= Bird in Hand winery =

Bird in Hand is a winery located near the town of Woodside in the Adelaide Hills wine region of South Australia.

==History==
The Nugent family, founders of Bird in Hand, have a long association with Adelaide through the health-care work of Dr Michael Nugent OAM, and his wife Joy Nugent, founder of Nurse Link. Bird in Hand's flagship wines, M.A.C Shiraz and Joy Sparkling Pinot Noir, are named for them. Son Andrew studied winemaking and viticulture at Roseworthy College, and worked in McLaren Vale before buying the Woodside property with his family in 1997. The winery was established in 1997 by viticulturist Andrew Nugent, with 40 hectares of vines planted on fertile land that was previously a dairy farm. The estate was named after the Bird in Hand gold mine, which operated near the site in the 19th century. The first vintage was released in 2001. The original dairy building was extensively renovated in 2007 to house a state-of-the-art winery, cellar door and hospitality centre, which also hosts concerts throughout the year.

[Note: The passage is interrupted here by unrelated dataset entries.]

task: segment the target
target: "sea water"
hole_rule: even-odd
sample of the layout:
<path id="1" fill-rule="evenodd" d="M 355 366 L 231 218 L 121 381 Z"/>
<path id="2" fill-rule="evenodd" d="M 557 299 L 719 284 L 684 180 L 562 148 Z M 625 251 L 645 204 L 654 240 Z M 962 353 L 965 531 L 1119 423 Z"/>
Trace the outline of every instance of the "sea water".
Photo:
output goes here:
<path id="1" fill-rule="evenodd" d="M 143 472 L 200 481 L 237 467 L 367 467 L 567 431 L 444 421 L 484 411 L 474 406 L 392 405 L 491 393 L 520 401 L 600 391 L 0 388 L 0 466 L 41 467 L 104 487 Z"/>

Kym Milne MW has led the Bird in Hand winemaking team as Chief Winemaker since 2004. In 1991 he qualified as a Master of Wine (MW), becoming only the second Australian to pass the exam.

==Vineyards==
The original vineyard (altitude 350m)is planted with Pinot Noir, Shiraz, Sauvignon Blanc, and Chardonnay. Bird in Hand sources fruit from a number of privately owned vineyards around the Adelaide Hills. Bird in Hand produces around 75,000 cases of wine each vintage, has four ranges of wines: Tribute Series (pinnacle), Nest Egg, (super-premium), Bird in Hand (premium), and Two in the Bush (entry level). (Nest Egg and Two in the Bush are also named after local 19th century gold mines).